# FRP shower walls



## woodbutchr (Jul 31, 2007)

I have a barn bathroom to do this week. Something as inexpensive as I can get, just to wash off the farm mud & dust kinda deal.
Well I'm wanting to use the old pre-slope, PVC liner floor & tile with FRP glued to the walls. It a 4' x 3' by the way.
The question I have is how to make the transition from the FRP walls to the floor? 

What I mean is that the PVC liner will lap up on the walls 6" or so, the very walls that I will be gluing the FRP boards onto. I obviously can't glue the FRP to the PVC liner with the folded lap in the corners without the bottom being bulged out.

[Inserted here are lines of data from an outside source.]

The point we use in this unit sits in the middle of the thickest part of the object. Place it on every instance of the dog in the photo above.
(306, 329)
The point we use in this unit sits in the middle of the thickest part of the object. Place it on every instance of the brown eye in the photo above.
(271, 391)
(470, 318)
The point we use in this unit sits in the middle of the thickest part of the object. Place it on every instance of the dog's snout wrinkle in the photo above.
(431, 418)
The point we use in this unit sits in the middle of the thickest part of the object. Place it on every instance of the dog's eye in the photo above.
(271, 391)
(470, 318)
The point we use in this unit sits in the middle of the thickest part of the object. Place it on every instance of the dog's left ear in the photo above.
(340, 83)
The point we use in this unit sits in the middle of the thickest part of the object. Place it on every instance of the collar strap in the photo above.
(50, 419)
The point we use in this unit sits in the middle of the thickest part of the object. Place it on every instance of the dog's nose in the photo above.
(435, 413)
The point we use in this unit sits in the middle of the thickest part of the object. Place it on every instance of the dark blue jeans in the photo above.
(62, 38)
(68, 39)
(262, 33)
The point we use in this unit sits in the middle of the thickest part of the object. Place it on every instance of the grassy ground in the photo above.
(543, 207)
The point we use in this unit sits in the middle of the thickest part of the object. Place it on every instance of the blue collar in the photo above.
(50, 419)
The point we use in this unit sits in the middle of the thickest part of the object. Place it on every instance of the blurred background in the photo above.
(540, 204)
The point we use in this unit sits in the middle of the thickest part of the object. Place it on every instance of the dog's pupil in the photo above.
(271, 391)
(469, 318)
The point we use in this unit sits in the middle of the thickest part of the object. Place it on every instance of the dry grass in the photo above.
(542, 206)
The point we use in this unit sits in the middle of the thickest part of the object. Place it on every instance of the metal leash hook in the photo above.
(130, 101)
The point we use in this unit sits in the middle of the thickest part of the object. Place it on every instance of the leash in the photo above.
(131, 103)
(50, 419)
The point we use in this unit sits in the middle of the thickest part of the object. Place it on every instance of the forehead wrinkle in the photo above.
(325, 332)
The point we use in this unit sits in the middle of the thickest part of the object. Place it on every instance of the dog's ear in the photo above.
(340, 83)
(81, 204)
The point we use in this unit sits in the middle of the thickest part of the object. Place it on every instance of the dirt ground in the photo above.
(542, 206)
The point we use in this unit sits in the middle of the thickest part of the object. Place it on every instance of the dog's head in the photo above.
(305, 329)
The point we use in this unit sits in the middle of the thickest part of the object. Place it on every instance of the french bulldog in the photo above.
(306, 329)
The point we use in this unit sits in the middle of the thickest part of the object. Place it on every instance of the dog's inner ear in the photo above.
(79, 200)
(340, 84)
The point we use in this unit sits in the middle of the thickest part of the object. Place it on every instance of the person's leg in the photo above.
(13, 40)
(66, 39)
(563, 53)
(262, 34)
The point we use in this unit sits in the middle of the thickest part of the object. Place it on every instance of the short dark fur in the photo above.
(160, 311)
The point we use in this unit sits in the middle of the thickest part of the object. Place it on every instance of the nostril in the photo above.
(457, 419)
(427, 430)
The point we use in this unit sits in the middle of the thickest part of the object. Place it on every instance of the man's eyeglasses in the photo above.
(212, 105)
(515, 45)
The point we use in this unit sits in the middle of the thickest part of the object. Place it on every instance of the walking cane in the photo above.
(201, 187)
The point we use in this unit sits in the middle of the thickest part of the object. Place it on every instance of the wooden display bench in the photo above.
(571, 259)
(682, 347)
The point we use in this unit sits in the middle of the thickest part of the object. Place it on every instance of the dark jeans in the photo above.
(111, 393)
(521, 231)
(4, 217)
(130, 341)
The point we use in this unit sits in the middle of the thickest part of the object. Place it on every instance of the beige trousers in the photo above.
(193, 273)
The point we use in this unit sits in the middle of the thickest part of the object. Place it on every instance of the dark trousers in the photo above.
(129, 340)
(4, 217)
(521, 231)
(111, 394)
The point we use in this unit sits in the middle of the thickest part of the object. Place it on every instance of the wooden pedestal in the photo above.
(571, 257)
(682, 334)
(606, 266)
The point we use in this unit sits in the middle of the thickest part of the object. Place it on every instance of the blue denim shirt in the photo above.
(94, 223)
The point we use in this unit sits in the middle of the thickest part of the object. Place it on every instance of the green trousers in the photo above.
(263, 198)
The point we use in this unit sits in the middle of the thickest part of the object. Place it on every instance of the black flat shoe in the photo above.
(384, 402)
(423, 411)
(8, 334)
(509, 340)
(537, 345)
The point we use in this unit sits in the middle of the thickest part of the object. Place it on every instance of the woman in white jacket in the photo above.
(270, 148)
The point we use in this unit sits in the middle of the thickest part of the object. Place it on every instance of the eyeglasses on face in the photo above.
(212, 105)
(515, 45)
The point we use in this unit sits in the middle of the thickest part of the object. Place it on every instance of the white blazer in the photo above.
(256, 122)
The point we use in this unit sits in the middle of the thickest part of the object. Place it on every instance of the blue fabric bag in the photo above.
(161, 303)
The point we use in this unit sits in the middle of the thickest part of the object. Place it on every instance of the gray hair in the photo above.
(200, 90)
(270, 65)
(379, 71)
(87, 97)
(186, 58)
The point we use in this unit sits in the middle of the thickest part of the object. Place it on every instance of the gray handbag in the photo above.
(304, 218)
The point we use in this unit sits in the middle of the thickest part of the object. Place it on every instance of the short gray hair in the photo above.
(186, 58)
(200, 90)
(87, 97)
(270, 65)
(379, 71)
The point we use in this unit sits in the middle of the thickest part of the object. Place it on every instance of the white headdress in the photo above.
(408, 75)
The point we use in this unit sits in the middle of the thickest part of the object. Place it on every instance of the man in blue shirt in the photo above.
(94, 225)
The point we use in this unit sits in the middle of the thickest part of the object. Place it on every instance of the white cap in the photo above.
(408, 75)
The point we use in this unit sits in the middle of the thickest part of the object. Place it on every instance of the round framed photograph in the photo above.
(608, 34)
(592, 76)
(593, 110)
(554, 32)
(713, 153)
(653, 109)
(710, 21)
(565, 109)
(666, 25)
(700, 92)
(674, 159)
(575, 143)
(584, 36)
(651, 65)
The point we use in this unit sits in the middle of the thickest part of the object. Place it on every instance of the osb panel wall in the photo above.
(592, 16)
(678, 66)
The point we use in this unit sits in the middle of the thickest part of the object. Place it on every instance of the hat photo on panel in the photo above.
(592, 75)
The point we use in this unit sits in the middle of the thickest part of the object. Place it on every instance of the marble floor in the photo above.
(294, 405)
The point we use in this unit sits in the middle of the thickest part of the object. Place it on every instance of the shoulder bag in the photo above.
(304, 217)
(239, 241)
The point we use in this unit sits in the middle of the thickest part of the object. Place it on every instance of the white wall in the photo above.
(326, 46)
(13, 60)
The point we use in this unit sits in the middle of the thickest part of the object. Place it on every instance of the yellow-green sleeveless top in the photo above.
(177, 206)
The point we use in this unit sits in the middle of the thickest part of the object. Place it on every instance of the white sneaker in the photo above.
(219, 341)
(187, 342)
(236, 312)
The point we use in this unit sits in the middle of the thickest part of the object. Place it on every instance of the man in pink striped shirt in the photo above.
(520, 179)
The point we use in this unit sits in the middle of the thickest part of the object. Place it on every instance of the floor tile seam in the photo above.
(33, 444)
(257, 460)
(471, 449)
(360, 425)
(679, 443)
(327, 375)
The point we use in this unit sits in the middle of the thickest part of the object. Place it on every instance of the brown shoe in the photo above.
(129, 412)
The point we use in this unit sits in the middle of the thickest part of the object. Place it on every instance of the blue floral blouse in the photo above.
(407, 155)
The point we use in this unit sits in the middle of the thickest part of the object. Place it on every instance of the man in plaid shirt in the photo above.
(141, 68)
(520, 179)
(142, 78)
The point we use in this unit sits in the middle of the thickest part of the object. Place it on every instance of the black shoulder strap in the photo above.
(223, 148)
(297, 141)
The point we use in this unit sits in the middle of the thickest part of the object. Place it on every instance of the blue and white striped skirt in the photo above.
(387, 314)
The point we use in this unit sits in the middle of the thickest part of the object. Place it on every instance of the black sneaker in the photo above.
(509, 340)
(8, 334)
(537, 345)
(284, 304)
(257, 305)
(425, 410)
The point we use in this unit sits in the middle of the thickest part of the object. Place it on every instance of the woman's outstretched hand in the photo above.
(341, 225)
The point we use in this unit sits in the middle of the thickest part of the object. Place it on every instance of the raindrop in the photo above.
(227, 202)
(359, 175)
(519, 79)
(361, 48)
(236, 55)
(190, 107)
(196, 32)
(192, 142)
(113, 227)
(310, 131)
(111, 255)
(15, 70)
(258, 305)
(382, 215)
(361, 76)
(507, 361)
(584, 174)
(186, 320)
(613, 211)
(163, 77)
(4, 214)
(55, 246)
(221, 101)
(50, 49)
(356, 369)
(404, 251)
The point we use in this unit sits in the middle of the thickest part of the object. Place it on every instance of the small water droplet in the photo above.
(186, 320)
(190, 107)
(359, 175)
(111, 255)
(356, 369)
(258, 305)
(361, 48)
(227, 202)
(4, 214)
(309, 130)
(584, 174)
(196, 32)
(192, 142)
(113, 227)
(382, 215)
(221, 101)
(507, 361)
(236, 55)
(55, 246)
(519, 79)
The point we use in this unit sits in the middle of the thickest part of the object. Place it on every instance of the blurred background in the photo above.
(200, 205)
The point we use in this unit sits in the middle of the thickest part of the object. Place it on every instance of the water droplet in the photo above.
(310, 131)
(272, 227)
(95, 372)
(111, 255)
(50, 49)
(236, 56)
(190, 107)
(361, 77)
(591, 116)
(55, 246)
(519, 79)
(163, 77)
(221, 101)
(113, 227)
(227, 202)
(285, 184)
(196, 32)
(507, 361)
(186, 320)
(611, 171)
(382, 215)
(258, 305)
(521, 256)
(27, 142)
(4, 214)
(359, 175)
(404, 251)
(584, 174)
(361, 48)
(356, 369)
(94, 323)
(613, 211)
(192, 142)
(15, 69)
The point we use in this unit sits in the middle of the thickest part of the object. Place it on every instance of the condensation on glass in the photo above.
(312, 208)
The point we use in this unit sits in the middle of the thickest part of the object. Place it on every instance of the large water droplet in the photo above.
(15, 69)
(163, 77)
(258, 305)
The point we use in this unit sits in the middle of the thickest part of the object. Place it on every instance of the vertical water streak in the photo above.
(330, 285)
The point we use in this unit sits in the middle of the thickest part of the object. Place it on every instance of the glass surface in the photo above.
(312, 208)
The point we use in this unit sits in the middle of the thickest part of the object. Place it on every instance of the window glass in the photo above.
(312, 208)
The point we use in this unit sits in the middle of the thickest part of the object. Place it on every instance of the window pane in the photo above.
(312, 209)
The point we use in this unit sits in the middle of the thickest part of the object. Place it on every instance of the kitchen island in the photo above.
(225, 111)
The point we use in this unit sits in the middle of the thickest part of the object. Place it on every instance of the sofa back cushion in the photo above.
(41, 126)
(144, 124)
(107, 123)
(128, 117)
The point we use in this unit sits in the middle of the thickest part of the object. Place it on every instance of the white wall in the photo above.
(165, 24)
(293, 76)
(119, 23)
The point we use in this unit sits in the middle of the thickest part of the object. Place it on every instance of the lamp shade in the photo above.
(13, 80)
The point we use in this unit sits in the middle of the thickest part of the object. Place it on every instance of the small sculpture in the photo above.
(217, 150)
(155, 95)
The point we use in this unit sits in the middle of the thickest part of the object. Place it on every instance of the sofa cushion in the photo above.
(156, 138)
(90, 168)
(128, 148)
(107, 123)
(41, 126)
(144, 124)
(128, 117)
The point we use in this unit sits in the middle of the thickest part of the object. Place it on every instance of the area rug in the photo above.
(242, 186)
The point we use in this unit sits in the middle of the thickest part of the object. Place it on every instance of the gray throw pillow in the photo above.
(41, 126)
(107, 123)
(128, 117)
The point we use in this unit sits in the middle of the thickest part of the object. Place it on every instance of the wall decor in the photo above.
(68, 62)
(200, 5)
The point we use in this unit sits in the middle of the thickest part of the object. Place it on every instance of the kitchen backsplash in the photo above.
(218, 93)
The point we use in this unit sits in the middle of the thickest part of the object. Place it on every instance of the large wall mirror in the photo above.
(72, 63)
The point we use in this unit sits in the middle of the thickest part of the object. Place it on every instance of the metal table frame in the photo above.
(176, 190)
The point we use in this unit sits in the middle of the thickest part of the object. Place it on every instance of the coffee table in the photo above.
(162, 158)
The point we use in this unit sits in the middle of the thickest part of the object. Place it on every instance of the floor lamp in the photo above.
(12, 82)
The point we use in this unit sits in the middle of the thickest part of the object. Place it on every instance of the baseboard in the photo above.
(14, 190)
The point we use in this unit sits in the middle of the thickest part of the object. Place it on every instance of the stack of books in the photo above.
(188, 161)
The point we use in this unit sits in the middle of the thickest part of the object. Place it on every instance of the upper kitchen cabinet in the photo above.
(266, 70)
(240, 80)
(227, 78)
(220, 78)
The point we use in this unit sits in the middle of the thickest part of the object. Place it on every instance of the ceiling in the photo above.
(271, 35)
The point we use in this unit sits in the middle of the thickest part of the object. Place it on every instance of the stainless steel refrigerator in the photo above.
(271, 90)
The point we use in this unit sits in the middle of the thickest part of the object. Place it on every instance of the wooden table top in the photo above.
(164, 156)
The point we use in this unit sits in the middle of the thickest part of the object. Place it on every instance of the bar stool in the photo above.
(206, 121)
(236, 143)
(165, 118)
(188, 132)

Only thing I can come up with is furring the existing walls out 1/4" or so down to the top of the PVC & then skim coat the PVC flush with the furred out wall?
Really wanting an easier way out than all of that though.
Remember I gotta keep the costs down so any premade floors or shower surrounds are out.


----------



## SLSTech (Sep 13, 2008)

Notch out the studs some so it simply laps over?


----------



## overanalyze (Dec 28, 2010)

K.I.S.S. it...keep it simple silly. Install a fiberglass shower pan. They cost roughly $100. Set the pan in mortar so it is rock solid. Install cement board. Tape seams and install AquaD. Now apply frp panels.


----------



## woodbutchr (Jul 31, 2007)

It already has plywood walls up that I was going to glue to.
I reckon I can just install some 1/4" cement board on the walls & let it lap the liner.
It's only money right? lol. $40 or $50 more bucks ain't gonna kill me.


----------



## ohiohomedoctor (Dec 26, 2010)

The larger issue is going to be waterptoofing the inside corners.


----------



## overanalyze (Dec 28, 2010)

woodbutchr said:


> It already has plywood walls up that I was going to glue to.
> I reckon I can just install some 1/4" cement board on the walls & let it lap the liner.
> It's only money right? lol. $40 or $50 more bucks ain't gonna kill me.


Frp isn't cheap, a properly installed PVC liner with mud deck and tile isn't cheap. Really your cheapest route would be a cheapy one piece fiberglass shower unit.


----------



## woodbutchr (Jul 31, 2007)

overanalyze said:


> Frp isn't cheap, a properly installed PVC liner with mud deck and tile isn't cheap. Really your cheapest route would be a cheapy one piece fiberglass shower unit.


Yeah, I guess you're right. I'm going to check tomorrow at some salvage places around here & see what I can find.


----------



## JackP23 (Jan 1, 2013)

overanalyze said:


> Frp isn't cheap, a properly installed PVC liner with mud deck and tile isn't cheap. Really your cheapest route would be a cheapy one piece fiberglass shower unit.


I second this.:thumbup:


----------



## whatsacubbard? (Apr 2, 2011)

I tear one piece 4' shower units out all the time. If I can get the last one out of the dumpster, you can have her for free. Might need to glue all 4 pieces back together though. (sorry, not very helpful, but I couldn't resist)


----------



## woodbutchr (Jul 31, 2007)

I found a 4 footer with shower door for a couple hundred bucks. I'm gonna pick it up in the am. Saves me lots of labor.


----------



## woodbutchr (Jul 31, 2007)

Nice shower for a barn, lol.


----------



## TimelessQuality (Sep 23, 2007)

Nice...

Better watch the cows...


----------